At 4.30 am, a frantic tousle-haired boy landed on my bed making the most infernal bodily noises!
"Mum! MUM!" whispered a sleepy voice, "Mum! My fart machine won't turn off!"
"What?"
"MY FART MACHINE WON'T SWITCH OFF!"
"Shhhh! Go and put it in the bathroom and close the door," I said, rolling over to try to rescue my night before too much damage was done. But it was too late........
The Little Guy did as instructed, then went back to bed. I lay there listening to six different types of flatulent noises coming from our uncarpeted bathroom. The sound seemed to echo all through the house and I was terrified that everyone would wake up. Thankfully, as the noise turned more into 'silent but deadly' mode, I drifted off into some semblance of sleep once more.

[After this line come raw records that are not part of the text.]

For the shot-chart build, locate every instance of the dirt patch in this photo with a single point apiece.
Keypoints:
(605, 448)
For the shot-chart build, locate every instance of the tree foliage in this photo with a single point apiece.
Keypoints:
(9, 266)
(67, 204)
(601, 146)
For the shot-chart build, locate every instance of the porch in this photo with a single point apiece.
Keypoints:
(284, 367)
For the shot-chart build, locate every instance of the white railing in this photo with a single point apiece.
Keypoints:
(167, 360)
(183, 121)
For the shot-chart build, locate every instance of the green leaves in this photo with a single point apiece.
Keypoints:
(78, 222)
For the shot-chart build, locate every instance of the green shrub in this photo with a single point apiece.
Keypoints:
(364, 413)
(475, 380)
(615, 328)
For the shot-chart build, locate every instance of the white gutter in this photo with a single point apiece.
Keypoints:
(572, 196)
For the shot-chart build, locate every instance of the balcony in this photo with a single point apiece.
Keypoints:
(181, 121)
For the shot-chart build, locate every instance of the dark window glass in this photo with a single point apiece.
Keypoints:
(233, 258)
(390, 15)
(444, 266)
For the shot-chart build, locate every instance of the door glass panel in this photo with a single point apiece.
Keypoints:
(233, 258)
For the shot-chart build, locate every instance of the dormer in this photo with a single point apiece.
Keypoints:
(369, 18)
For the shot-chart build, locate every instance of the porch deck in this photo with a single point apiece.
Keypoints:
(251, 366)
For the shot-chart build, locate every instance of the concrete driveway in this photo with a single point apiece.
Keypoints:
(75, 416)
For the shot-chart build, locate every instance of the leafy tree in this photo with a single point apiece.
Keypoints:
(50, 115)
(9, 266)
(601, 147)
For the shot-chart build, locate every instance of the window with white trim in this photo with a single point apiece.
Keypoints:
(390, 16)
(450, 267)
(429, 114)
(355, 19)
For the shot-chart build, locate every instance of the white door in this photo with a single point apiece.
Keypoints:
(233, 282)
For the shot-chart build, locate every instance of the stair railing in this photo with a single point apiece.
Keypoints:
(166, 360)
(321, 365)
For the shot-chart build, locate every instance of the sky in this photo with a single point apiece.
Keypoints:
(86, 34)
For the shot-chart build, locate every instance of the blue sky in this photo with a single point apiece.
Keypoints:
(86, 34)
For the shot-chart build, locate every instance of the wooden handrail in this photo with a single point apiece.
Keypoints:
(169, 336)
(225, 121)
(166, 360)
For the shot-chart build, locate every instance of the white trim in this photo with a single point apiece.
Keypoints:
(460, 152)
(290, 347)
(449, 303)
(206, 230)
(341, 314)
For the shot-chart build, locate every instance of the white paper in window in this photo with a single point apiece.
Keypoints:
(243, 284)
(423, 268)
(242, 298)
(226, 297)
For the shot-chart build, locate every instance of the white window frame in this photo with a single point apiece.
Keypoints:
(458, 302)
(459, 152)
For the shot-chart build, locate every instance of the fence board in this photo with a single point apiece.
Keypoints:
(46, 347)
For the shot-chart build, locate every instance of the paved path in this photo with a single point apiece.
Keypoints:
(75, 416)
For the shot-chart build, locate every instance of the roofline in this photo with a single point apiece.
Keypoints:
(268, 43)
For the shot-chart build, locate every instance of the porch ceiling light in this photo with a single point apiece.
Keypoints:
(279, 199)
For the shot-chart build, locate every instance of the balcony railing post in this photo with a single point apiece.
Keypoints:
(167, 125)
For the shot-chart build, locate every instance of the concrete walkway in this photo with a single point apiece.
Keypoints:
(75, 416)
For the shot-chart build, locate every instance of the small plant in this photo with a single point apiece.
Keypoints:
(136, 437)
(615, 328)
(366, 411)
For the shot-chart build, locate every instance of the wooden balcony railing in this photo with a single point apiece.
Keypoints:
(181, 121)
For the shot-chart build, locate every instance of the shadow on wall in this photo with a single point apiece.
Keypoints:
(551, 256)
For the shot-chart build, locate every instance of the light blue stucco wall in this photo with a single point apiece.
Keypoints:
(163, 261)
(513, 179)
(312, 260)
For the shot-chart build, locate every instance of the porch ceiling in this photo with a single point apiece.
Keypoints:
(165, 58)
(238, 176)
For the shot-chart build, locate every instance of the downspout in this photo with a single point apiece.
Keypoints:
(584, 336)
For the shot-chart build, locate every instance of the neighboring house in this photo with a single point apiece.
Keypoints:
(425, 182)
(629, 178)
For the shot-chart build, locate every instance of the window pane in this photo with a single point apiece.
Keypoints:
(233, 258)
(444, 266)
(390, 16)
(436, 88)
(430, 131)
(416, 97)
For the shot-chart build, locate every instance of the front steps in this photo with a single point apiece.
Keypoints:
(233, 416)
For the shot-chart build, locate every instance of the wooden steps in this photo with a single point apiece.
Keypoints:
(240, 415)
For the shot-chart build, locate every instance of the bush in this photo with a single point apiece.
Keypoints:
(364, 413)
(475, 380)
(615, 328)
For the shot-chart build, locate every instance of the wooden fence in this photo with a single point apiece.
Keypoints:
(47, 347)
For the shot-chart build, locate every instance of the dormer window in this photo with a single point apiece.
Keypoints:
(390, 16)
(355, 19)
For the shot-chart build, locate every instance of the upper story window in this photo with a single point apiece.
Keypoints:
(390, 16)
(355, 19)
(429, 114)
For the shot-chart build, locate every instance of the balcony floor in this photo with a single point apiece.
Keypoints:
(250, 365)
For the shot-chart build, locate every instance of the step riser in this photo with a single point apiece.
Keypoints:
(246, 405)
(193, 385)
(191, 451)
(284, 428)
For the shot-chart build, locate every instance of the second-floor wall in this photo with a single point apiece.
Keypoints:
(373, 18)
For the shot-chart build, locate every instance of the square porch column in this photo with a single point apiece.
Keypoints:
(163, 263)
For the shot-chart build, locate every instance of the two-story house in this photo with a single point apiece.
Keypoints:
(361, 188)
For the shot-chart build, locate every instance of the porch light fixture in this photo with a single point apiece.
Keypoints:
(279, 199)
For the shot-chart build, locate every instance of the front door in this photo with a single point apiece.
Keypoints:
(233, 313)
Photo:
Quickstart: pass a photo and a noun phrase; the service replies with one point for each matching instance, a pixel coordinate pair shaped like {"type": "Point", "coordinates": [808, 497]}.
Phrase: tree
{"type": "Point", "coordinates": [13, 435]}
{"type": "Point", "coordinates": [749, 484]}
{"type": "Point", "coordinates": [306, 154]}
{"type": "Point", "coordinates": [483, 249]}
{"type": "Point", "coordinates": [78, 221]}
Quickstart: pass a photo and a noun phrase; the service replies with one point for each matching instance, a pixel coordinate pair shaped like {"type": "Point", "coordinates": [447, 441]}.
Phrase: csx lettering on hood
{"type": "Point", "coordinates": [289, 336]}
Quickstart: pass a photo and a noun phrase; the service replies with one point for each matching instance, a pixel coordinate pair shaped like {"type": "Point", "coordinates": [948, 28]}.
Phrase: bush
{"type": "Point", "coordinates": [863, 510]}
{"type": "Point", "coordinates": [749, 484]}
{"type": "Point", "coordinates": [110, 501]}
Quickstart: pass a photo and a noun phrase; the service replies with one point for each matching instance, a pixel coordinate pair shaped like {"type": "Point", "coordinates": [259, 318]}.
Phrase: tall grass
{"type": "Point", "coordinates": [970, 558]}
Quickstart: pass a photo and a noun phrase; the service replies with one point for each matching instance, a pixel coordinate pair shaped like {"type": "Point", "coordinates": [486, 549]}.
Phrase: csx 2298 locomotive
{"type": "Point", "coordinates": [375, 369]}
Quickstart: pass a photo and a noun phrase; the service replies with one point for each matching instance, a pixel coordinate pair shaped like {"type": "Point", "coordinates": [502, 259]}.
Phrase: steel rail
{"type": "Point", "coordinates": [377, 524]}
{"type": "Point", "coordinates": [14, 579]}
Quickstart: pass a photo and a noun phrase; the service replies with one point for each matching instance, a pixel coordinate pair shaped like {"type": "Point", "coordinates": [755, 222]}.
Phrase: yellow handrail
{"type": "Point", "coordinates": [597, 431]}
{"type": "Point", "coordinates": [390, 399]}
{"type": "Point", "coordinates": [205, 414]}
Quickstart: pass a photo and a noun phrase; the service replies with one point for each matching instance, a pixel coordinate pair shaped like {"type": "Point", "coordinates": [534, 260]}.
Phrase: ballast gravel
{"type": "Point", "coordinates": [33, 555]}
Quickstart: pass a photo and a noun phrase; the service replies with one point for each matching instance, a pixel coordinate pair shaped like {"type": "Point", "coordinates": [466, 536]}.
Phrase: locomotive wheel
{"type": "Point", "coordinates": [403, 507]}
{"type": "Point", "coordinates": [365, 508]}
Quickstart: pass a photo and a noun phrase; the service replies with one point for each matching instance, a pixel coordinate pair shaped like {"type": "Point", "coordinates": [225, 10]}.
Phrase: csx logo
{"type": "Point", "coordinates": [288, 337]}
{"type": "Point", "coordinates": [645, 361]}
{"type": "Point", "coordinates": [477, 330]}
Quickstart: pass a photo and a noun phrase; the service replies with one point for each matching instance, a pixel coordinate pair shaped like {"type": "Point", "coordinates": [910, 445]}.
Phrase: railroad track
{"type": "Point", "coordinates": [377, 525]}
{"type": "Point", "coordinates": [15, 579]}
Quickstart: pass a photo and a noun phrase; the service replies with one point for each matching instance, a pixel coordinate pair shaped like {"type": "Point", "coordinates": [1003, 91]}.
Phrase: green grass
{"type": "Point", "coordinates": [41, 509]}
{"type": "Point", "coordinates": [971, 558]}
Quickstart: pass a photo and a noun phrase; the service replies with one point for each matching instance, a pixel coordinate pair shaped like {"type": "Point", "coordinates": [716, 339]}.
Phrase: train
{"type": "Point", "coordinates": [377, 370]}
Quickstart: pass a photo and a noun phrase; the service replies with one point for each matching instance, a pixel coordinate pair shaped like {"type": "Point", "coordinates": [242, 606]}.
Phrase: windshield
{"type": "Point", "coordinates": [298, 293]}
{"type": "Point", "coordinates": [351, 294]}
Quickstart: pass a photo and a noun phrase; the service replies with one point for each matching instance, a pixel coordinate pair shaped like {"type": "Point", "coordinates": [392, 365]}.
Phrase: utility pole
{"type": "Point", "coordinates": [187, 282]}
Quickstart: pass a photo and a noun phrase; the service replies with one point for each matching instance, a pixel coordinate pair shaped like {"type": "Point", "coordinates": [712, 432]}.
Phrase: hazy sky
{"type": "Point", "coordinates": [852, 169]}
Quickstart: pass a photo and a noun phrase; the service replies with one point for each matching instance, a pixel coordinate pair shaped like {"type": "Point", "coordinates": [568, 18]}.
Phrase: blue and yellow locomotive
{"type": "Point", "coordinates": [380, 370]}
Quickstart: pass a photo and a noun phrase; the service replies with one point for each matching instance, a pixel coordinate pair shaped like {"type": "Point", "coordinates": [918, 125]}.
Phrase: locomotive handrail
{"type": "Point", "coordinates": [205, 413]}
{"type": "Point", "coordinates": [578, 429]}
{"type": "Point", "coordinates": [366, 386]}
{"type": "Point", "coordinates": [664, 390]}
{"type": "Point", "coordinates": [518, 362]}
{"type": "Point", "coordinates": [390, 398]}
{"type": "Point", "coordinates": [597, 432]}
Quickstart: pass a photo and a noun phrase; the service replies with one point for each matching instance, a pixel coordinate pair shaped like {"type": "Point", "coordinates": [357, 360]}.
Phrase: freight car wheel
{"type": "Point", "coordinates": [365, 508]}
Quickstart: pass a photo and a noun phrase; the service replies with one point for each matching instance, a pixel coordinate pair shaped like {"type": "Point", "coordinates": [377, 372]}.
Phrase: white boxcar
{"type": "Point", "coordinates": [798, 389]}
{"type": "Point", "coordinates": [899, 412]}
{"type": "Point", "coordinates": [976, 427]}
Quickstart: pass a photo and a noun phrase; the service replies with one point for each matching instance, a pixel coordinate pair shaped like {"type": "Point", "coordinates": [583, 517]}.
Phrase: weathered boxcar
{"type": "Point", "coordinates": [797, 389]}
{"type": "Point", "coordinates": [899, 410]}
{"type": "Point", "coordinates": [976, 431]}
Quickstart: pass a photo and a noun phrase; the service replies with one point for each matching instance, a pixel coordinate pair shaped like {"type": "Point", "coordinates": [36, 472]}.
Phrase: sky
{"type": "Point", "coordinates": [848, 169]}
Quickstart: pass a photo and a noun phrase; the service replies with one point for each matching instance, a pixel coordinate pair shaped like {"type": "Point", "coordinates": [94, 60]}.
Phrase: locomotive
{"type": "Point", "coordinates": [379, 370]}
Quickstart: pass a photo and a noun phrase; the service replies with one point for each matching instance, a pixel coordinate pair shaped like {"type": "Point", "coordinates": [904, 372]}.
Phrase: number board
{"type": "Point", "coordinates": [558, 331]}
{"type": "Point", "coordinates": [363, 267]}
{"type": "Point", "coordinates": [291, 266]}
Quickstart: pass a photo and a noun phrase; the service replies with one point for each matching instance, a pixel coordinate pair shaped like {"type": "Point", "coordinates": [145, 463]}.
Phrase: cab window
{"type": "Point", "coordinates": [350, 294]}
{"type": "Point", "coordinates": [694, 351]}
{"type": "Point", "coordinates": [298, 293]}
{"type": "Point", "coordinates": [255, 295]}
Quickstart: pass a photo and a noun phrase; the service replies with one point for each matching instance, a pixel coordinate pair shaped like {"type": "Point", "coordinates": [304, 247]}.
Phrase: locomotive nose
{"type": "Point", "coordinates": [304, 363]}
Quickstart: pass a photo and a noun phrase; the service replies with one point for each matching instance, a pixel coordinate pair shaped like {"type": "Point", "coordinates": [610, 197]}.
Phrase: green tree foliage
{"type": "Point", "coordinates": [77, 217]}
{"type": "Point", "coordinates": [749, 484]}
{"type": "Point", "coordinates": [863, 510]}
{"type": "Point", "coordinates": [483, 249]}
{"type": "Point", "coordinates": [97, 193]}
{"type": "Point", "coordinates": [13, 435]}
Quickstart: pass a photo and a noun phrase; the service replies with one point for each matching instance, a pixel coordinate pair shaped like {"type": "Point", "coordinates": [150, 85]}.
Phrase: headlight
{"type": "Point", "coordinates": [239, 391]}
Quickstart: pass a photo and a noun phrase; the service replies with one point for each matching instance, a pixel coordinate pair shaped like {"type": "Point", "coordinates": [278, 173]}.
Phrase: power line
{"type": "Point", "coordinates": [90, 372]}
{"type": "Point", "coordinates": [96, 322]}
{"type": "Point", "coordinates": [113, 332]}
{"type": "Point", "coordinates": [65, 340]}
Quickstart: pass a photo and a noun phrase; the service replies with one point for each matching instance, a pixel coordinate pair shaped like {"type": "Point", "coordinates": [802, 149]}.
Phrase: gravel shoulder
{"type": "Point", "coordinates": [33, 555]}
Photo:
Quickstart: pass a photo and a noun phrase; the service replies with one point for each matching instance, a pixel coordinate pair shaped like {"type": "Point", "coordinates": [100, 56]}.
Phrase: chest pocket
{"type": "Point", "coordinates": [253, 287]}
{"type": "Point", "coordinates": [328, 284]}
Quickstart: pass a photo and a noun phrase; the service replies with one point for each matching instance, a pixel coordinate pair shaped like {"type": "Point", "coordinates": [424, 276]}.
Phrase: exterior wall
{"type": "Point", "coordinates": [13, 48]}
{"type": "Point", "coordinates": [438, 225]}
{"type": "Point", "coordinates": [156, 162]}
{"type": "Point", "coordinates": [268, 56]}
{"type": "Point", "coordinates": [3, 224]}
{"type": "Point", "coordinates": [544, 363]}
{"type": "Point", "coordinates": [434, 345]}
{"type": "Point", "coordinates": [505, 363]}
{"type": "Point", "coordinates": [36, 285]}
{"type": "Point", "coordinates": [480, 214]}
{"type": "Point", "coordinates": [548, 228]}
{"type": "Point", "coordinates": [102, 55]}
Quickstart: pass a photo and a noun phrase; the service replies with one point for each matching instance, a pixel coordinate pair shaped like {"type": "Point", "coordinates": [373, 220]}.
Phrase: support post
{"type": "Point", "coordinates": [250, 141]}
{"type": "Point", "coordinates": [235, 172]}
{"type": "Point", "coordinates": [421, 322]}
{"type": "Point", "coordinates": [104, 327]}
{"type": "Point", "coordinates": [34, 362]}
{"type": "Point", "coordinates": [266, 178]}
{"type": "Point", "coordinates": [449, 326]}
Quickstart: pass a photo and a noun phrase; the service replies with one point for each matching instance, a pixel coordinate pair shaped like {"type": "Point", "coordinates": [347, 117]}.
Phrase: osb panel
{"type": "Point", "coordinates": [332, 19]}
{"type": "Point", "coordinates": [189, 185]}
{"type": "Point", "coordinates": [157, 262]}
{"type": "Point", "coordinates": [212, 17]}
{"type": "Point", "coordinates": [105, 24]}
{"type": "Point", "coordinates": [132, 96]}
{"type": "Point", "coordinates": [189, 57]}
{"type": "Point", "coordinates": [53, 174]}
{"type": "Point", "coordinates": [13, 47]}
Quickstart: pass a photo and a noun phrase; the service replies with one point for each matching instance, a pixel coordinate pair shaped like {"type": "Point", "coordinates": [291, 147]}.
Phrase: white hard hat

The next morning sunshine was streaming through the window. I rolled over and addressing the large mound of bedclothes beside me, asked,
"Did I dream it, or were we woken up in the night by a frenzied fart machine?"
The bedclothes sniggered.
"Yes," he said, "Pretty unbelievable really."
"Thank God for that," I replied, "For a moment there I wondered what you'd had for dinner!"


9 comments:
Were it me suffering from lack of sleep, I would be in the bottom of a humourless pit.
Seeing as it's not me, I can see the funny side, and it's hilarious! So funny in fact, that I had to read it to Mr S!
OMG LMAO...what is a fart machine, I need one of those so I can compete with the Hubster at times!?
How rude was that repeated calling thing at 2am!
Oh .. I feel for you .. when I cant sleep I am a HORRORABLE person .. but you.. you find humor! Daryl
Shaking his head he asks ... There exists such a thing as a fart machine? And you let your kid have one?
Please never let my children find out about a fart machine.
I feel your pain. If I get woken up too much I can't go back to sleep either.
I get VERY grouchy when I'm sleep deprived. sounds like you are able to keep your humor. :-)
Brilliant!
I can't make up my mind if I need to laugh or cry...having been sleep deprived for most of my adult life, sometimes because I wanted to be, most of the time not, I was into it when the fart machine came up...fart machine? What in hell is a fart machine? Must have been invented by a man who was hooked on "pull my finger" games...
David sent me...I'm going to have to have a word with him...fart machine?
ROTFL
Sandi
HELP...I can't get to your blog, it keeps kicking me out saying that I've mispelled something and I certainly haven't...I finally had to come back to Davids and come to you by the back door! It has something to do with adds...I'll keep trying, I hope it works out soon!